The film is the product of work done prior to the Copenhagen Summit, and in fact some of the images were used as part of the public debate at that time. However this is the first time they have been seen together with the explanation of the immense work that went into collecting them.

Climate sceptics like to think they have somehow ‘disproved' that glaciers are proof of climate change – partly because of the twisted debate over the mis-statement in the IPCC report about the Himalayan glaciers.

However, no-one seeing this film can be in any doubt about the consistent and dramatic evidence that glaciers are melting and retreating faster than they have at any time historically.

The annual ebb and flow is evident in the time lapse photography but the net result is an overall dramatic retreat – to the extent that cameras had to be repositioned just to keep the edge of the glacier in shot.
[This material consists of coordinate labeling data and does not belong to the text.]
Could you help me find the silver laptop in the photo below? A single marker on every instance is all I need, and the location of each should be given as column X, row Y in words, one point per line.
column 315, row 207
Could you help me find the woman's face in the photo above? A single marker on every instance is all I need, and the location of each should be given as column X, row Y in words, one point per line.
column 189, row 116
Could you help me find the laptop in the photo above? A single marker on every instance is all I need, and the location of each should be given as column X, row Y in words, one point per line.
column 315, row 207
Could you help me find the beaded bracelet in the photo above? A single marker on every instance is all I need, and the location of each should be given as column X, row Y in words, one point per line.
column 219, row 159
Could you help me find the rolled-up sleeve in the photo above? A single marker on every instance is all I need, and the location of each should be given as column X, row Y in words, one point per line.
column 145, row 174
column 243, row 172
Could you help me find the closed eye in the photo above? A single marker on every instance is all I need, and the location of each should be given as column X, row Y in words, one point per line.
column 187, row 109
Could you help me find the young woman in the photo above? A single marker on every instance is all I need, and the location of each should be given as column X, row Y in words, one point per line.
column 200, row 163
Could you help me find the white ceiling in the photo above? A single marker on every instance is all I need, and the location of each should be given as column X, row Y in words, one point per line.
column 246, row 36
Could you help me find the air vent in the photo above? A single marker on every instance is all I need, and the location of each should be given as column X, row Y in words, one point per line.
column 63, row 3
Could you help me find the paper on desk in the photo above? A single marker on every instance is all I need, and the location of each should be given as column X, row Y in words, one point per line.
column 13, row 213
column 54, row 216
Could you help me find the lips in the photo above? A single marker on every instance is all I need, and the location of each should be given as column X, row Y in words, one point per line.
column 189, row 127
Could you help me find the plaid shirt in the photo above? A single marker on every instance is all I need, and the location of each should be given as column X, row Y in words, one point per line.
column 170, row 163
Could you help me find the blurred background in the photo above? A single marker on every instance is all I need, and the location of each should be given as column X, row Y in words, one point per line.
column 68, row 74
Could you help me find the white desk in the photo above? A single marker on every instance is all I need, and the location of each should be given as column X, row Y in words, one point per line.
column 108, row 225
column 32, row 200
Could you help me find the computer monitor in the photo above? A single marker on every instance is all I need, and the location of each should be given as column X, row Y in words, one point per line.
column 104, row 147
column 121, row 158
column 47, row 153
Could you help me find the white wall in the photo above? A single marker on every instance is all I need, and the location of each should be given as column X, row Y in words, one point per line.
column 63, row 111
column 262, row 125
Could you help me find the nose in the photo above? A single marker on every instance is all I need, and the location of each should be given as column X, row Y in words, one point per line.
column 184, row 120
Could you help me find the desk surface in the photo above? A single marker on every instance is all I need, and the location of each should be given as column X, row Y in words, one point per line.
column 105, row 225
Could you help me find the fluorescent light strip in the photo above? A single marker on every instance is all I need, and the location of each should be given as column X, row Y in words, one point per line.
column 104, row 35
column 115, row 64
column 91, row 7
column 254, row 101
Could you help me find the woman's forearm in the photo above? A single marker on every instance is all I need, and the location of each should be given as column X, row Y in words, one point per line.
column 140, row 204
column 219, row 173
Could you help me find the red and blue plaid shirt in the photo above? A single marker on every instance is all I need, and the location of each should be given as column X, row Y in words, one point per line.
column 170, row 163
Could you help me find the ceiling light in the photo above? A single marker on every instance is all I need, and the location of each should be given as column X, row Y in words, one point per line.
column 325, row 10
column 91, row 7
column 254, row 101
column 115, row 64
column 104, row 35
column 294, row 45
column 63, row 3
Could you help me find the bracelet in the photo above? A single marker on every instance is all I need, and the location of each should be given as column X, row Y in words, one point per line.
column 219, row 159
Whether the recent wetter periods in Australia have resulted in different outcomes will have to await further seasons of image collection – which is continuing.

Various glaciologists appear in the film explaining other work that demonstrates the impact of climate change. Countering claims that some glaciers are in fact growing – a study of 1400 glaciers in the Yukon is explained which shows that over 30 years, 300 had disappeared, four had grown and the remainder had all shrunk to some degree.

No date has been set for an Australian cinema or TV release but it has a distributor, Madman. An earlier presentation by James Balog including excerpts from the time lapse photography can be seen on TED.

And for something entirely different in global environmental movies, it is hard to go past ¡Vivan las Antipodas! directed by Victor Kossakovsky. He has gone to four of the few pairs on Earth where land is on both sides of the Antipodes. For those without a globe- Siberia and Patagonia, Shanghai and northern Argentina, Hawaii and Botswana and Spain and New Zealand.

In each place he has filmed ordinary people in breathtaking scenery and spectacular wildlife. He makes unusual Antipodian connections – the lava flows in Hawaii and an elephants skin in Botswana, a river crossing with two people a day in Argentina and one with seemingly 2 million in Shanghai. Kossakovsky frequently rolls the camera to invert the image as we move from place to place. The film has the reassuring message that, whatever damage we have done so far, the world is still a big place with lots of amazing things to see.

Andrew Herington is a Melbourne freelance writer.